Of course, you can also buy audiophile headphones at reasonable prices and many would argue that’s the bare minimum you should be using to listen to music. Even a £100 set will open your ears to a world that free earphone users don’t even realise exists.
 
Open or closed?

Historically, the very best headphones have tended to be open-backed designs, which allow for air to flow fully to produce a rich, natural sound. The drawback is sound leakage, both in and out, which means people around you will hear what you’re listening to — and you’ll also be able to hear your surroundings with quieter material. So avoid open-backed designs if you want headphones for use on public transport and in quiet areas where you don’t want to disturb people.

The more versatile alternative is a closed-back design, which minimises sound leakage and often gives a more bass-heavy sound. The design isn’t without its own flaws, though, and some listeners consider the sound of a closed pair of headphones to be less natural.

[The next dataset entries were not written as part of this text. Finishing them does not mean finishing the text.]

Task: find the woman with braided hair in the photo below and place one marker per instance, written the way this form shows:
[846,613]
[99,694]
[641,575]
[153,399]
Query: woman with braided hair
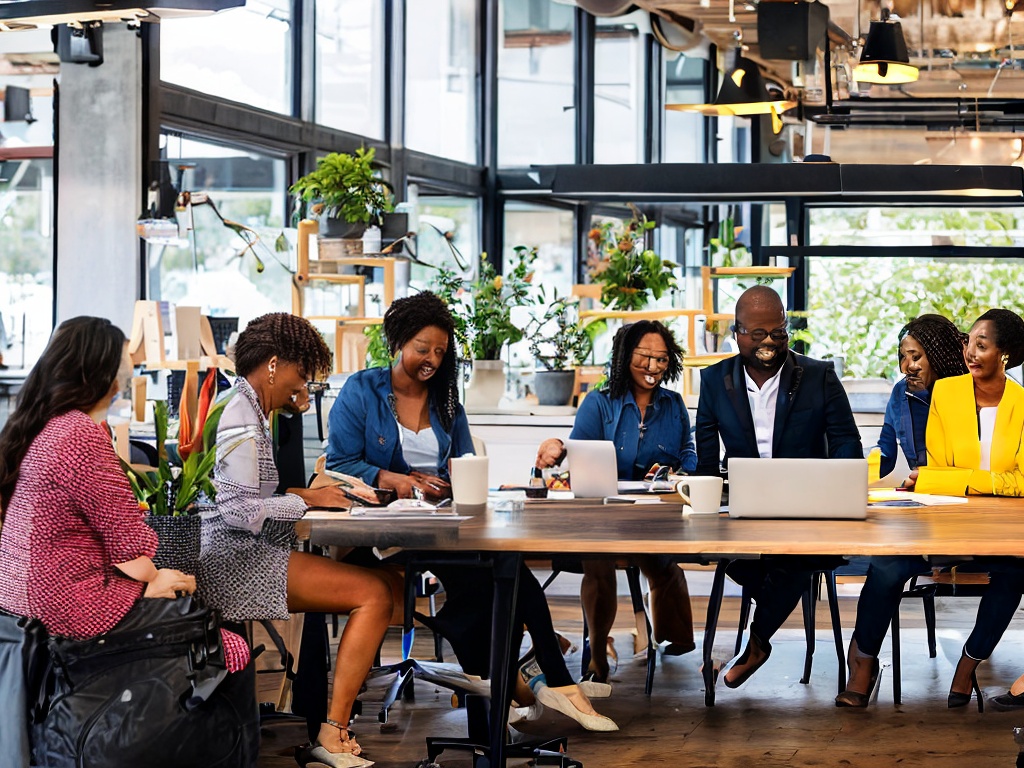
[248,566]
[931,348]
[649,425]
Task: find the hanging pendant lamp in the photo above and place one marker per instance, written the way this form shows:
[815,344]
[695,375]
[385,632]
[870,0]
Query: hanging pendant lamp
[743,93]
[885,58]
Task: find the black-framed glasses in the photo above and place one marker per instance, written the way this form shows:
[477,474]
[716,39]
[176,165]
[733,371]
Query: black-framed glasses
[759,334]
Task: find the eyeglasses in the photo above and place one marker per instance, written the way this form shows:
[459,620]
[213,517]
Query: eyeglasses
[759,334]
[643,359]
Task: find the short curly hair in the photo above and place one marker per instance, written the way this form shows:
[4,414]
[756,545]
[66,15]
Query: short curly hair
[403,320]
[626,340]
[293,339]
[942,342]
[1009,334]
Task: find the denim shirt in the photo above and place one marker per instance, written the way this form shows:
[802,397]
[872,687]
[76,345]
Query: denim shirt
[906,416]
[363,431]
[666,439]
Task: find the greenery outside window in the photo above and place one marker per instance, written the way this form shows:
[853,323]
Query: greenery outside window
[350,66]
[242,54]
[440,78]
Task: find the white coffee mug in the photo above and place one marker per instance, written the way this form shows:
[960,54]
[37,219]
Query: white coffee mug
[469,479]
[704,495]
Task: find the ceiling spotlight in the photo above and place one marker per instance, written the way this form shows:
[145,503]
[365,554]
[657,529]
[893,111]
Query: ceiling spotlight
[885,58]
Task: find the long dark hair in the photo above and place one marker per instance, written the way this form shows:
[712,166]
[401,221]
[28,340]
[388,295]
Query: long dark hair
[626,341]
[74,373]
[403,320]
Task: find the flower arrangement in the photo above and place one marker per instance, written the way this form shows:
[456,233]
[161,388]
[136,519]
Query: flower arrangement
[557,338]
[629,273]
[483,324]
[172,487]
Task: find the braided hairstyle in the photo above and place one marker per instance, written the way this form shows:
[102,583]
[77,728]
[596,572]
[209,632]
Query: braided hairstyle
[1009,334]
[75,372]
[942,342]
[293,339]
[403,320]
[626,340]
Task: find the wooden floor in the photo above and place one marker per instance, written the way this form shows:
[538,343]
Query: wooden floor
[773,720]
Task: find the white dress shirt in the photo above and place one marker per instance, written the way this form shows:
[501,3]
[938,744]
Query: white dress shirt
[763,410]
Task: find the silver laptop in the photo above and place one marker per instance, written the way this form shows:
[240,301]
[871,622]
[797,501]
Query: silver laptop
[821,488]
[593,470]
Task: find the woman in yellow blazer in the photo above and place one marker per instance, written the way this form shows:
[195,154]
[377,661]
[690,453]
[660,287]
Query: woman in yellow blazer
[975,441]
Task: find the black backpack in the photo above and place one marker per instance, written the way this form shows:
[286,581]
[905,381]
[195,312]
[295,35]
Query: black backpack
[153,691]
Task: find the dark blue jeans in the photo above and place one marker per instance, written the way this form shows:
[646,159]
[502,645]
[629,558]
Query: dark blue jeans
[880,598]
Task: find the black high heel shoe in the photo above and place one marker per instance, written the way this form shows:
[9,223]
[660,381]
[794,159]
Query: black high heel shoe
[855,698]
[745,675]
[955,698]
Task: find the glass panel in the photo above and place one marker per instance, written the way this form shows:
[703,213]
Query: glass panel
[440,78]
[536,84]
[619,90]
[26,260]
[243,54]
[916,226]
[213,268]
[683,130]
[350,66]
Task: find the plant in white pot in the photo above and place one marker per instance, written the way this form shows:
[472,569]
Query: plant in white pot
[346,193]
[559,342]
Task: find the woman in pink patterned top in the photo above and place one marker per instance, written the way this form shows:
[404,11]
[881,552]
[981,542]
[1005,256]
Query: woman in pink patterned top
[75,552]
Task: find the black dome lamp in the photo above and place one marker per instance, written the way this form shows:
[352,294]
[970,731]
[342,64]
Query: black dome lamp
[885,59]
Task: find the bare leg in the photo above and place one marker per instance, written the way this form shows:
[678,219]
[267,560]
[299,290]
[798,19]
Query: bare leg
[597,593]
[317,584]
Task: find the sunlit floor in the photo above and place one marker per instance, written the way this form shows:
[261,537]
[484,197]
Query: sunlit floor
[773,720]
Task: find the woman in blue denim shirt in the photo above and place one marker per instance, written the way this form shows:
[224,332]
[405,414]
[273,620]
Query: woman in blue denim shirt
[930,348]
[649,425]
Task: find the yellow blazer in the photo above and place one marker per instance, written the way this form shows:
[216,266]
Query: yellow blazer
[954,449]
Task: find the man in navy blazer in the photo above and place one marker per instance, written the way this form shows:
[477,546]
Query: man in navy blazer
[770,402]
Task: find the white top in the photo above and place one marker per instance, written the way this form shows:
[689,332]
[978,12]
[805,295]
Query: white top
[986,426]
[763,410]
[420,449]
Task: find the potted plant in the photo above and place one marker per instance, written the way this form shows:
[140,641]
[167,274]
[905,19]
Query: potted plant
[483,320]
[171,491]
[630,274]
[559,343]
[346,193]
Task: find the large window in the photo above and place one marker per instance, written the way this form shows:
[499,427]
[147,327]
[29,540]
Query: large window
[26,259]
[536,88]
[243,54]
[619,90]
[440,78]
[350,66]
[213,266]
[857,305]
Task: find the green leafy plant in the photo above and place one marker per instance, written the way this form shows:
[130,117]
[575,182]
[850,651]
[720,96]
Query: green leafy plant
[557,339]
[483,314]
[346,186]
[173,486]
[629,273]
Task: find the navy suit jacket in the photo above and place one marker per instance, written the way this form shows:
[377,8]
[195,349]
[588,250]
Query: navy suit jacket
[813,419]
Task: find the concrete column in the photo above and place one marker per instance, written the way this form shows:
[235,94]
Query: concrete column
[99,177]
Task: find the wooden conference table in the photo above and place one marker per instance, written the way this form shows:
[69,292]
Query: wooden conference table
[982,526]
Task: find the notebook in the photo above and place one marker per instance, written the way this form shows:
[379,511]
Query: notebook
[593,470]
[821,488]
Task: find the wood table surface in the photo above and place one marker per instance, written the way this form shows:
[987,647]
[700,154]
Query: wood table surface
[984,525]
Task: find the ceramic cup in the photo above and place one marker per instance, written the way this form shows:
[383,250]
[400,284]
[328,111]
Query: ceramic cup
[704,495]
[469,480]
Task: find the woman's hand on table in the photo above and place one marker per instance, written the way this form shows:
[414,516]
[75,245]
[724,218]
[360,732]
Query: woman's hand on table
[170,583]
[551,453]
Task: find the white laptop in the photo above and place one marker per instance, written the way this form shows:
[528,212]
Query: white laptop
[821,488]
[593,470]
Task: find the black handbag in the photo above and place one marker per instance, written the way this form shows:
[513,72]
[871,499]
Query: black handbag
[153,691]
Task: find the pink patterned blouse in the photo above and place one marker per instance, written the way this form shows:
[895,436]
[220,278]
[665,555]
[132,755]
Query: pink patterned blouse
[71,518]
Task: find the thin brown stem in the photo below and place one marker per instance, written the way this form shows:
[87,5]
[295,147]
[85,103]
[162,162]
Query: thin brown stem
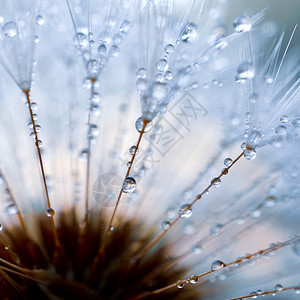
[297,287]
[174,221]
[145,122]
[48,203]
[88,167]
[13,200]
[235,262]
[100,252]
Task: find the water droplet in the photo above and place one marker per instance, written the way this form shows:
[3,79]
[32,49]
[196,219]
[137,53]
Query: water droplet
[139,125]
[162,65]
[11,209]
[39,143]
[242,24]
[84,154]
[253,294]
[250,154]
[125,26]
[10,29]
[296,247]
[216,182]
[216,229]
[284,119]
[39,20]
[194,279]
[169,49]
[245,71]
[81,40]
[216,265]
[93,67]
[114,51]
[280,130]
[102,49]
[50,212]
[165,225]
[180,284]
[227,162]
[189,33]
[129,185]
[132,150]
[141,73]
[185,211]
[159,90]
[169,75]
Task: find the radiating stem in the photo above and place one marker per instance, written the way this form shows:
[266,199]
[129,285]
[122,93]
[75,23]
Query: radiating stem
[88,167]
[237,261]
[12,198]
[174,221]
[48,203]
[145,122]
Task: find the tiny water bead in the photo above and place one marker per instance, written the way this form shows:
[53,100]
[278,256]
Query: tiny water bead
[189,33]
[11,209]
[141,73]
[165,225]
[280,130]
[102,49]
[10,29]
[140,123]
[216,265]
[133,149]
[169,49]
[162,65]
[129,185]
[50,212]
[242,24]
[227,162]
[180,284]
[216,182]
[185,211]
[39,20]
[81,40]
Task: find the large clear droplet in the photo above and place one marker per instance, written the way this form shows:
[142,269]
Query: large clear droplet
[139,123]
[189,33]
[11,209]
[185,211]
[129,185]
[242,24]
[10,29]
[216,265]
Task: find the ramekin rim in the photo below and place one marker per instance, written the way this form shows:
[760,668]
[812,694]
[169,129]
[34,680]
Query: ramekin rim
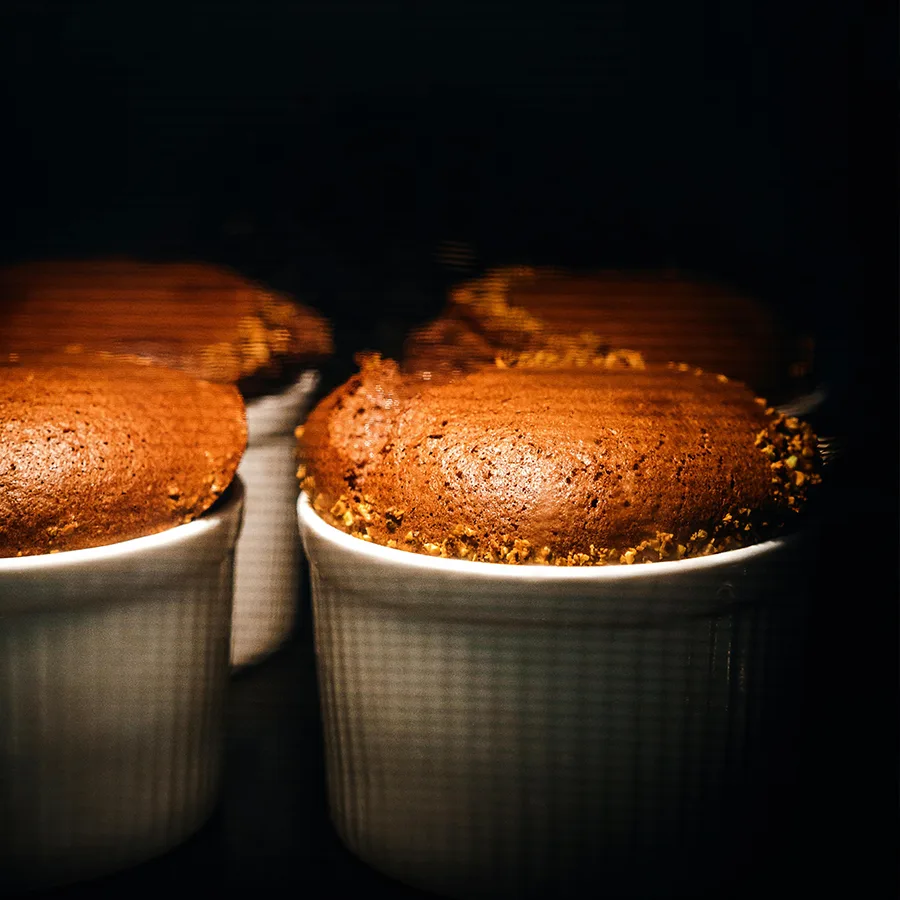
[418,561]
[48,562]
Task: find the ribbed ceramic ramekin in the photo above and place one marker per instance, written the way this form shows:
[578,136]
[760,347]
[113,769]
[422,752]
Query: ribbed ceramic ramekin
[113,671]
[496,730]
[268,561]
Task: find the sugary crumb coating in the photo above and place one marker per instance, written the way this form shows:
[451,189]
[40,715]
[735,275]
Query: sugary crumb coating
[606,462]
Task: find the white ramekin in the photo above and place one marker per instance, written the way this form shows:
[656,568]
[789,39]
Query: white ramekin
[113,671]
[268,560]
[501,730]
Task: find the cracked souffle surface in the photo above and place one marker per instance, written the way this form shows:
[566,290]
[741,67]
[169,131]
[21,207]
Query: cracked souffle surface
[565,465]
[98,451]
[206,320]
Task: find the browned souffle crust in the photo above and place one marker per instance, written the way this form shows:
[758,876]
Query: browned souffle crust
[663,317]
[102,451]
[206,320]
[586,465]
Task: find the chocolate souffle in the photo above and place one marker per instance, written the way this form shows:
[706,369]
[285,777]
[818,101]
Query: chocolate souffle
[97,450]
[203,319]
[665,317]
[576,462]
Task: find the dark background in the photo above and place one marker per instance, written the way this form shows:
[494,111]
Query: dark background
[329,148]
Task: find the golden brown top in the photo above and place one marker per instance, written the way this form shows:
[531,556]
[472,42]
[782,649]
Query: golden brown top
[572,466]
[99,451]
[203,319]
[662,317]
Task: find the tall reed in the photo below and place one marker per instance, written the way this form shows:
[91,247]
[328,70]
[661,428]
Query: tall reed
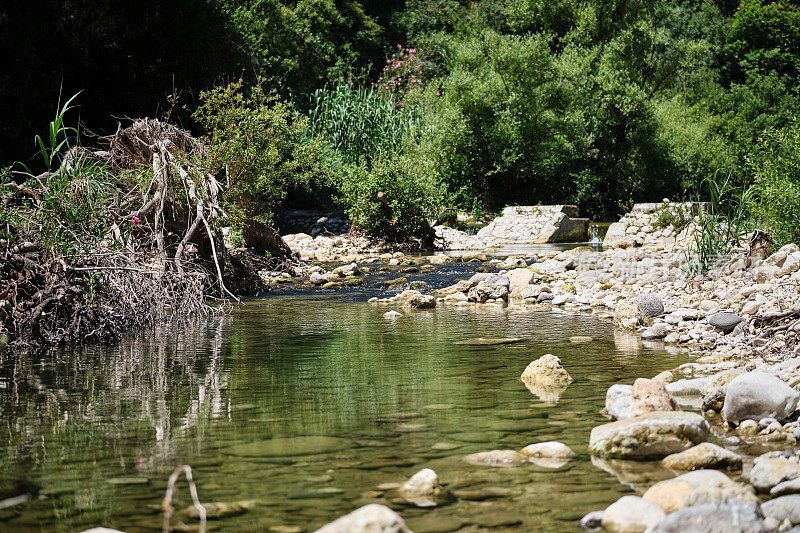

If you can, try both kinds to see which you prefer, but bear in mind where you’ll be using them before you buy.
 
Do I need an amplifier?

It’s not essential, but if you’re going to spend a lot on good headphones, it makes sense to put some aside for a good headphone amplifier. This will boost the audio quality and volume between the sound source and your ears, making sure you get the most out of your investment. We’ve already explained what to look for and rounded up the best headphone amplifiers. Just as important as an amp is the need for high-quality source material. You can spend your life savings on headphones and they still won’t make a poor-quality MP3s sound much better, so make sure you have high bit-rate audio files, or use a lossless format like FLAC when buying or ripping music.